Carolyn J. Dean is Charles J. Stille Professor of History and French at Yale University and the author, most recently, of Aversion and Erasure: The Fate of the Victim after the Holocaust (Cornell University Press, 2010) and The Moral Witness: Trials and Testimony after Genocide (Cornell University Press, 2019).
Notes
[1] See, among others, Michel Foucault, Discipline and Punish: The Birth of the Prison, trans. Alan Sheridan (New York: Vintage, 1977); Foucault, The History of Sexuality Volume 1: An Introduction, trans. Robert Hurley (New York: Vintage Books, 1978); Clifford Geertz, The Interpretation of Cultures (New York: Basic Books, 1973).

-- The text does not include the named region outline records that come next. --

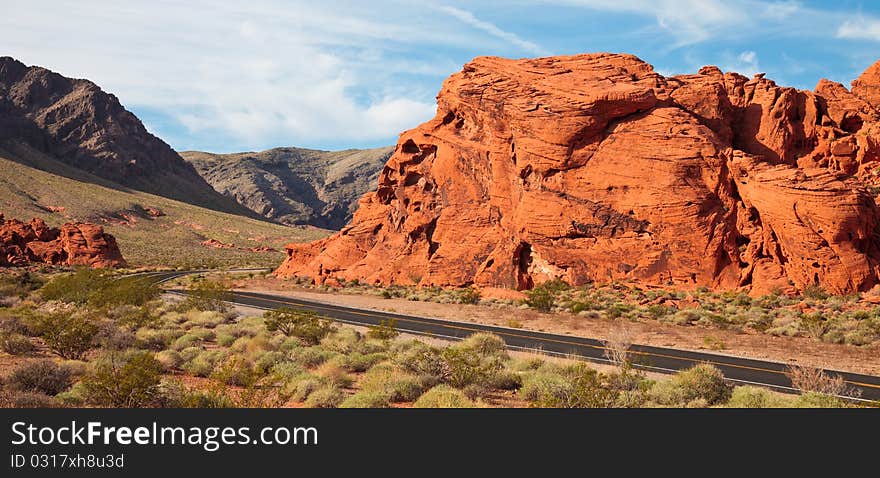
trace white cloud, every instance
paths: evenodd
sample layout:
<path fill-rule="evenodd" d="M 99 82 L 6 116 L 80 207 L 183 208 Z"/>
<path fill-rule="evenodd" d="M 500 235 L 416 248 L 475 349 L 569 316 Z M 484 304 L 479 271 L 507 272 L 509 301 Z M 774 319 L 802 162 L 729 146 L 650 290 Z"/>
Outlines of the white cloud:
<path fill-rule="evenodd" d="M 758 54 L 752 50 L 741 52 L 736 58 L 724 64 L 721 68 L 724 71 L 734 71 L 745 76 L 754 76 L 761 73 L 758 65 Z"/>
<path fill-rule="evenodd" d="M 451 17 L 440 26 L 353 1 L 82 0 L 4 10 L 0 54 L 95 81 L 161 118 L 162 135 L 180 148 L 393 141 L 433 116 L 437 85 L 461 67 L 431 52 L 497 37 Z"/>
<path fill-rule="evenodd" d="M 837 38 L 880 41 L 880 20 L 862 16 L 846 20 L 837 29 Z"/>
<path fill-rule="evenodd" d="M 521 48 L 522 50 L 525 50 L 529 53 L 534 53 L 536 55 L 549 55 L 549 52 L 547 50 L 541 48 L 537 44 L 528 40 L 524 40 L 515 33 L 504 31 L 492 23 L 480 20 L 479 18 L 475 17 L 473 13 L 467 10 L 462 10 L 460 8 L 449 6 L 441 6 L 437 7 L 437 9 L 449 15 L 452 15 L 453 17 L 478 30 L 482 30 L 496 38 L 500 38 L 506 42 L 509 42 L 517 48 Z"/>
<path fill-rule="evenodd" d="M 674 39 L 672 47 L 701 43 L 724 35 L 728 38 L 773 23 L 804 18 L 812 11 L 787 0 L 545 0 L 606 12 L 653 17 L 657 26 Z"/>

[2] “French theory” designated works by a variety of thinkers including Michel Foucault, Claude Levi-Strauss, and Jacques Derrida, many of which belonged to quite different strains of thought, but all of which challenged the concept of “man” as a rational, knowing subject.
[3] Carolyn J. Dean, The Self and Its Pleasures: Bataille, Lacan, and the History of the Decentered Subject (Ithaca: Cornell University Press, 1992).
[4] Dean, The Frail Social Body: Pornography, Homosexuality, and Other Fantasies in Interwar France (Berkeley: University of California Press, 2000).
[5] Dean, The Fragility of Empathy after the Holocaust (Ithaca: Cornell University Press, 2004).